Single by Sofía Reyes and Prince Royce

from the album Louder!
- Released: January 29, 2016
- Length: 4:08
- Label: Warner Music
- Songwriters: Sofía Reyes; Scott Effman; Lukas Nathanson; Bostroem; Taylor Parks;

Sofía Reyes singles chronology
| "Conmigo (Rest of Your Life)" (2015) | "Solo Yo" (2016) | "How to Love" (2016) |

Prince Royce singles chronology
| "Culpa al Corazón" (2015) | "Solo Yo" (2016) | "La Carretera" (2016) |

= Solo Yo =

"Solo Yo" (transl. "Only Me") is a vocal duet credited to Mexican singer Sofía Reyes and Dominican-American singer Prince Royce. The song was released on January 29, 2016 as the third single from Reyes debut studio album, Louder! (2017).
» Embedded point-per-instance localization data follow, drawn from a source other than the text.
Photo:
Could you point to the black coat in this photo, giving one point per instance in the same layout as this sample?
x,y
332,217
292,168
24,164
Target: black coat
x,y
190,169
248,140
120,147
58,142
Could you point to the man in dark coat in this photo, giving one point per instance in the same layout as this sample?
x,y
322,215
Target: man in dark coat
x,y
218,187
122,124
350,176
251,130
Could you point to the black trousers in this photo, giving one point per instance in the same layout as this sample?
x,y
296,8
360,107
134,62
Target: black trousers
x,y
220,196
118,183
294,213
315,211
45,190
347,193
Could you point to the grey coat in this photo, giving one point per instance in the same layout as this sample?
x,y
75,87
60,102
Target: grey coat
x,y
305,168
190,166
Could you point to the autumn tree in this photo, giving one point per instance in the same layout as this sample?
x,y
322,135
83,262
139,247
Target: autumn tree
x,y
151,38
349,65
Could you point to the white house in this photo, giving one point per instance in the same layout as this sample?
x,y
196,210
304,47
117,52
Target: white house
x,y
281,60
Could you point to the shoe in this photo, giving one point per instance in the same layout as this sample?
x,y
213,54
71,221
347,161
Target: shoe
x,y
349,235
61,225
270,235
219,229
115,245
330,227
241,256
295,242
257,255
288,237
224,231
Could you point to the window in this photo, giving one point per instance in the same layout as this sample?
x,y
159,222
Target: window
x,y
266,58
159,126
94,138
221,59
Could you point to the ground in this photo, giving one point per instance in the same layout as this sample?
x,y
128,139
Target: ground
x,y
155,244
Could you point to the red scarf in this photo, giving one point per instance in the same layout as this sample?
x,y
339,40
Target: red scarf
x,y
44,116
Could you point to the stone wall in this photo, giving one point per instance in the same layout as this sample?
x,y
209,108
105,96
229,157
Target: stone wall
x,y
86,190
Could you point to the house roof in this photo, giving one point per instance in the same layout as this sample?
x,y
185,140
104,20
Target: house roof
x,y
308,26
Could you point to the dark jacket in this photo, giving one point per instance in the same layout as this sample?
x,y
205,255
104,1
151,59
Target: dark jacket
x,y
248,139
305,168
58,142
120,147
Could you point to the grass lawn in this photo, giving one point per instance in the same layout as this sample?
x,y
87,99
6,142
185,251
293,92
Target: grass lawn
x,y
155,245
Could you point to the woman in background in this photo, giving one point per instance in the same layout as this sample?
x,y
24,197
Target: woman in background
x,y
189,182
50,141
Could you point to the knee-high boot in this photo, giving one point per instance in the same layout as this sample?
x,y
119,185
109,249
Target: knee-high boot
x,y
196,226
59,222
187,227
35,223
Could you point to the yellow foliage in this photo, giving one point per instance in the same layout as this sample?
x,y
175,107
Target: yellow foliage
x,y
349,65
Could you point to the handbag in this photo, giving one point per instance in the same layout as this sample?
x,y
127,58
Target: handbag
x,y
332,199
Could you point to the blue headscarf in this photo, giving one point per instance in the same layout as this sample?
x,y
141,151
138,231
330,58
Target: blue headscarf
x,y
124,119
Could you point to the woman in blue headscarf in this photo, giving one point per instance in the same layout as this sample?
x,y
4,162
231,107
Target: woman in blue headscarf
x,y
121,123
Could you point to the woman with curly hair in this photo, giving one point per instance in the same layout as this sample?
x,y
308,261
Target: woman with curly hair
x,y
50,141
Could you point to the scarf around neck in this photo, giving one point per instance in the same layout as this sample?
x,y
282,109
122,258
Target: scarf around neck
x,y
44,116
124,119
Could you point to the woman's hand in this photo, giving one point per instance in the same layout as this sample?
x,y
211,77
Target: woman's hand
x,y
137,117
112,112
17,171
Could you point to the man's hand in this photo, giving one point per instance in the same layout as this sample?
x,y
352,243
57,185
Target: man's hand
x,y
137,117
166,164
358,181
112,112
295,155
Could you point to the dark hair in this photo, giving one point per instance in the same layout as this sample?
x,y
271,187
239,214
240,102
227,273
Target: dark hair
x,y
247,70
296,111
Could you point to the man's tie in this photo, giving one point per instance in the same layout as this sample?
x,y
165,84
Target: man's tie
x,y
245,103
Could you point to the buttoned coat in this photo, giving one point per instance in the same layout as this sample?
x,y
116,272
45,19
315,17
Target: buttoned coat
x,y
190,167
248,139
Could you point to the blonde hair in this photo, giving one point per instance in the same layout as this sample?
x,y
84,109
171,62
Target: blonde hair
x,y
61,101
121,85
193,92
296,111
It received a Lo Nuestro nomination for Pop/Rock Song of the Year.

An English version was released on March 11, 2016 under the title "Nobody But Me".

==Charts==

| Chart (2016) | Peak position |
|---|---|
| US Latin Pop Airplay (Billboard) | 1 |
| US Hot Latin Songs (Billboard) | 35 |
| US Tropical Airplay (Billboard) | 27 |
| US Latin Airplay (Billboard) | 28 |

==Certifications==

| Region | Certification | Certified units/sales |
| United States (RIAA) | Gold (Latin) | 30,000^{‡} |
^{‡} Sales+streaming figures based on certification alone.